Onze cidades do Acre poderão se candidatar a receber a instalação completa da infraestrutura do sinal digital de TV. Uma portaria publicada no Diário Oficial da União (DOU) do Ministério das Comunicações (MCom) possibilitou a convocação, via edital, do programa “Digitaliza Brasil” que estará disponível até 25 de fevereiro. “O objetivo é levar a instalação de retransmissores às cidades que ainda não dispõem da tecnologia”, enaltece a Abert que exaltou a ação do MCom.

Foram citadas na portaria as cidades de Acrelândia, Assis Brasil, Brasiléia, Capixaba, Manoel Urbano, Marechal Thaumaturgo, Plácido de Castro, Porto Acre, Porto Walter, Rodrigues Alves e Xapuri.

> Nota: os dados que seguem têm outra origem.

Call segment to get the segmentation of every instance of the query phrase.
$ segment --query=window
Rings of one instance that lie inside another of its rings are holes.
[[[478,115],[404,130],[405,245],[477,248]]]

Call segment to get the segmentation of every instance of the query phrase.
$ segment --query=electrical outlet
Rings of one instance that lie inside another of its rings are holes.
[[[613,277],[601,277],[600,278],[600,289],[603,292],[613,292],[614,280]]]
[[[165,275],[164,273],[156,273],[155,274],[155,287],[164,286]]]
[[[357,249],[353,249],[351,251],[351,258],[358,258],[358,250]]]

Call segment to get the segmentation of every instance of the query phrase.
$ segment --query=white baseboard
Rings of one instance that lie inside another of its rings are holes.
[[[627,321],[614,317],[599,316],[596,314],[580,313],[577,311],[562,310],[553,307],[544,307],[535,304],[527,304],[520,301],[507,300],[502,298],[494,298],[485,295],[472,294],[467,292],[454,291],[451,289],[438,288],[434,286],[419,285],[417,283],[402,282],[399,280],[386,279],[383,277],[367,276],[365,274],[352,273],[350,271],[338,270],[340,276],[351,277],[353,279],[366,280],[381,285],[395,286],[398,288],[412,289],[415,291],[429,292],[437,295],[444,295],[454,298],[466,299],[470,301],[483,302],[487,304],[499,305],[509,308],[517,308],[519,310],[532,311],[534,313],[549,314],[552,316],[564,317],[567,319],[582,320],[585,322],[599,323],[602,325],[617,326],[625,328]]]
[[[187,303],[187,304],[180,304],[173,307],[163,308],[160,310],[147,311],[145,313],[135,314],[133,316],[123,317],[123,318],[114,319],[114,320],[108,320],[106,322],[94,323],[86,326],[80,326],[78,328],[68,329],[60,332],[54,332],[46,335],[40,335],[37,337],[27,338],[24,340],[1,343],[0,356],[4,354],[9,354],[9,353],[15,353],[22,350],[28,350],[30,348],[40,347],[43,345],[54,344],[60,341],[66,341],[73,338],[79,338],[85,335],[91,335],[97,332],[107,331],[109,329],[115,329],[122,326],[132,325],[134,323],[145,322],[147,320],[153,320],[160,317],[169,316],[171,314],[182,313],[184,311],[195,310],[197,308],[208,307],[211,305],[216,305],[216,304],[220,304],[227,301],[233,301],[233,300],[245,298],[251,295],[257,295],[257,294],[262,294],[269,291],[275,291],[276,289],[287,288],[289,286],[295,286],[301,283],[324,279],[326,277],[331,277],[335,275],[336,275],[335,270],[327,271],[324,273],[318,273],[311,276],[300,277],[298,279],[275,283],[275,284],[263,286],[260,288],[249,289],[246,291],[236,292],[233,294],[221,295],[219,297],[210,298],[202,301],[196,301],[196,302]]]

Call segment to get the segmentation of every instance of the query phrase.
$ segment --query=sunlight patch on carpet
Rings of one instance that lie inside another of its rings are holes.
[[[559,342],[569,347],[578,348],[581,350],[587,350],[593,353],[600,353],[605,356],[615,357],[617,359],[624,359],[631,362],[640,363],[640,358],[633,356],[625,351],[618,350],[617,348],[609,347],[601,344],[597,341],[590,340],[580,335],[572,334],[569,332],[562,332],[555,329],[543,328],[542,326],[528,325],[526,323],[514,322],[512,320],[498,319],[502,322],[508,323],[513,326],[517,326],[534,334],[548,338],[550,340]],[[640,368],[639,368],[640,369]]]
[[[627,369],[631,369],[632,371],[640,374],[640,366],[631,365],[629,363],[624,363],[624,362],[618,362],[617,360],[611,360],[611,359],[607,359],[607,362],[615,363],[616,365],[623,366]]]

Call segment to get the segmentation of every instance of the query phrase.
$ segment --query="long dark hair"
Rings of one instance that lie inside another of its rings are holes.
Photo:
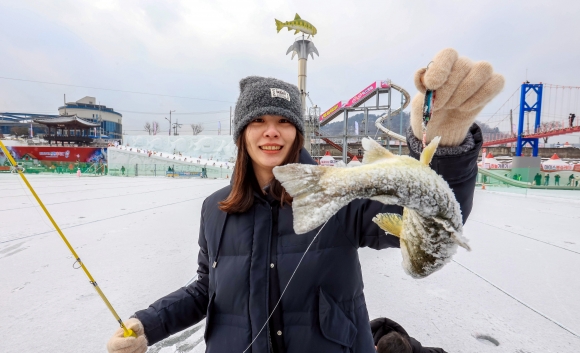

O programa possibilita distribuir kits de conversão do sinal analógico para o digital às famílias de baixa renda, integrantes do Cadastro Único, como, por exemplo, beneficiários do Programa Bolsa Família.

As retransmissoras ficarão sob a responsabilidade da prefeitura ou de instância indicada pelo poder público. “Os recursos aplicados na iniciativa são remanescentes da limpeza da faixa de 700 MHz, conforme projeto elaborado pelas emissoras de TV e aprovado pela Anatel”, acrescenta.

Ao preencher o termo de adesão, “as prefeituras devem se comprometer a fornecer um local para a instalação da infraestrutura compartilhada, e se responsabilizar pela segurança, operação e manutenção da infraestrutura após a implantação”.